Prospective.fr – août 2018 – Edito
Un poisson, des abeilles et un canard

À l’heure où l’on discute une loi sur les fausses informations – que les journaux appellent fake news en bon français – voici deux illustrations vécues, mais sans conséquences.

Un dimanche matin, nous allions, comme à notre habitude, faire quelques emplettes au marché. Oui, mais voilà, quelques politiques du coin – un ancien bien installé, soutenant un nouveau qui cherchait des voix – étaient venus inaugurer un nouveau stand « bio ».

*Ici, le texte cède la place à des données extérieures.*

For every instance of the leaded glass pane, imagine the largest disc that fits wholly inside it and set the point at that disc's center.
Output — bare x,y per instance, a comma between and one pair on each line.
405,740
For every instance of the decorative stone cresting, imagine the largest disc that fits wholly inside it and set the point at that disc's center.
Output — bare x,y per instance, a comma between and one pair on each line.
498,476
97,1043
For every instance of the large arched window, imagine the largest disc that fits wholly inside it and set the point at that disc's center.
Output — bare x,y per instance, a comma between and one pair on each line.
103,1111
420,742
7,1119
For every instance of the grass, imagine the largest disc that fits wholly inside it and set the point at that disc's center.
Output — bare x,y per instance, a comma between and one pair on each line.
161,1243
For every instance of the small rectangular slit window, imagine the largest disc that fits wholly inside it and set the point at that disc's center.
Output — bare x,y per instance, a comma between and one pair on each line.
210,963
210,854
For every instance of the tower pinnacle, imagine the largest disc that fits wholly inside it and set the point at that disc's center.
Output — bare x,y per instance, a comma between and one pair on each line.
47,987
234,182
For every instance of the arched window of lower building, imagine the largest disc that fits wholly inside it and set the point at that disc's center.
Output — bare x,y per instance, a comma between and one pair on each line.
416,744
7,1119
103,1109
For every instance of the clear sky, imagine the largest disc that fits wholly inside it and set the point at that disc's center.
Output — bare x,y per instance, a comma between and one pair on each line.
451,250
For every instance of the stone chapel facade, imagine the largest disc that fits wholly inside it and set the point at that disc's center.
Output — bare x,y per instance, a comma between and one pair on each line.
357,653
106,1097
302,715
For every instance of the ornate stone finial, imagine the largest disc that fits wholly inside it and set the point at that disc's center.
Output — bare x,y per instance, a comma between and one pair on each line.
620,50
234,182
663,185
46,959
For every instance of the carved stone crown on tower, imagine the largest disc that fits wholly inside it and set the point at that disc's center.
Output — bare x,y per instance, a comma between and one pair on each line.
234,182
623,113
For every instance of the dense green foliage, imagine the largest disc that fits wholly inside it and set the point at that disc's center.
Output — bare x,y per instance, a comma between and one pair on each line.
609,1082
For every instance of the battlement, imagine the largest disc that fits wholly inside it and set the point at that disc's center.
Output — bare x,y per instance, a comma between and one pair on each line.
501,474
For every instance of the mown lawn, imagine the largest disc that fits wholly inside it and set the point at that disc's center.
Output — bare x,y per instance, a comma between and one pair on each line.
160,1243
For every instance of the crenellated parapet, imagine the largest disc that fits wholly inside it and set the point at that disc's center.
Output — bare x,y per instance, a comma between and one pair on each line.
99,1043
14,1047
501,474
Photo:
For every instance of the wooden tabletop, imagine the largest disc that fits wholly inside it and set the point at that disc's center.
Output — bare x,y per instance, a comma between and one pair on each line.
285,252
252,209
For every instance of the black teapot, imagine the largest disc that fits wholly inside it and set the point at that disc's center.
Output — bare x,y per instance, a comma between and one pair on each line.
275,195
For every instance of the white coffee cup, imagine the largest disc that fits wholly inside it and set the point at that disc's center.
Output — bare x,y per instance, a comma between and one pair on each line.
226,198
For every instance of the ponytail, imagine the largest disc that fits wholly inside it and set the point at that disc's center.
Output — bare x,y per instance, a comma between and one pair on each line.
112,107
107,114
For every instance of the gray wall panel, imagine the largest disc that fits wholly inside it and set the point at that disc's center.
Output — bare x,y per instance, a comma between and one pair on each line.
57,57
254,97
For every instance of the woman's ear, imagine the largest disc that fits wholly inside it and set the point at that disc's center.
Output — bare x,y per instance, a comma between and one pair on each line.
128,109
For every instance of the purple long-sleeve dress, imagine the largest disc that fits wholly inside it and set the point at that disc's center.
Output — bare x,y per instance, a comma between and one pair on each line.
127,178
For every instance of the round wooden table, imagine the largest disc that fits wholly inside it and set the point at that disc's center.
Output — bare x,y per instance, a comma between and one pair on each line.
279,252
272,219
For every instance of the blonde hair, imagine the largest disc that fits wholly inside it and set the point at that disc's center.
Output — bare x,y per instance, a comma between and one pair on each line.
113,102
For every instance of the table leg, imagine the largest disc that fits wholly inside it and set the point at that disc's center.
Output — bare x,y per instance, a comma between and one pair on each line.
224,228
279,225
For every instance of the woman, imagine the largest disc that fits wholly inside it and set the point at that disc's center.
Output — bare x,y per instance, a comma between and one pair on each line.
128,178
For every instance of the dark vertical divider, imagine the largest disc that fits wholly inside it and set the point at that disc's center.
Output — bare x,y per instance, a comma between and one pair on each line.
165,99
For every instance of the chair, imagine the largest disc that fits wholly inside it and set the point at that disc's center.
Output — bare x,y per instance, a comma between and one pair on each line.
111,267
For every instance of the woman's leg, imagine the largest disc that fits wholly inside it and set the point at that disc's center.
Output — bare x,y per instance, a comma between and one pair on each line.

Désireux de les éviter, nous arrivâmes à la première heure. Déjà l’agitation régnait. Ayant repéré, devant à droite, une troupe serrée surmontée de micros sur perches, nous fonçâmes au fond à gauche, là où officiait Éric, notre poissonnier favori. Mon tour vint vite et je lui demandai quelques dos de cabillaud. Alors qu’il s’apprêtait à les peser, surgit la troupe. Le jeune politicien en veine de publicité me prit la main par surprise, la secoua ostensiblement sous les flashs et se tourna vers le poissonnier pour un échange de propos légers. Puis ils s’en furent. Éric reprit ma commande en s’excusant. Même mésaventure chez le maraîcher, avec Armand sur la photo cette fois.

Aucun de ceux qui mendiaient l’attention ne l’obtint, seulement nous, qui ne la cherchions pas.

Le mercredi suivant, Le Canard enchainé consacrait un encadré à cet « événement ». Avec quelques précisions pittoresques et, faut-il le préciser, tout à fait inexactes : le vieux politicien aurait acheté un dos de cabillaud au marché. À la journaliste de Libération qui lui demandait s’il n’achetait pas aussi du poisson, le jouvenceau aurait répondu : « Non, ma compagne a déjà fait les courses ».

Je ne m’étonnai guère. Ce n’est pas parce que c’est imprimé que c’est exact. La relation entre les écrits qui nous sont soumis et la réalité est ce qu’elle est, comme chacun sait.

En ce qui me concerne, je le sais depuis l’âge de dix ans. J’habitais en pleine ville, sur une place, dans le vieux Lille. Un jeudi matin (le jour sans école qui précéda le mercredi), j’entendis comme un fort et continu ronronnement de moteur dans la rue. J’allai à la fenêtre et vis, en face, sur le pan coupé d’un immeuble qui faisait le coin, à peu près à hauteur d’homme, posé contre la pierre noire de suie, un nuage clair, agité et bourdonnant. De quoi pouvait-il s’agir ? « C’est un essaim d’abeilles », m’expliqua mon père, qui avait été élevé à la campagne.

Fascinée, la petite citadine que j’étais passa toute la journée à la fenêtre. À 17 heures précises eut lieu le clou du spectacle : un apiculteur en grande tenue, masqué et tout de blanc vêtu. Il attrapa adroitement l’essaim avec une sorte de grand filet à papillons, l’enferma dans une boîte et s’en fut.

Le lendemain, un entrefilet dans La Voix du Nord relatait le fait-divers. Je me souviens mot pour mot de la dernière phrase : « Vers le soir, les petites bêtes s’étant bien reposées reprirent leur envol ».

Au fait, le stand bio du marché a disparu depuis et les personnalités autour desquels se précipitaient badauds et courtisans partagent avec nous tous, chers lecteurs, un bienheureux anonymat.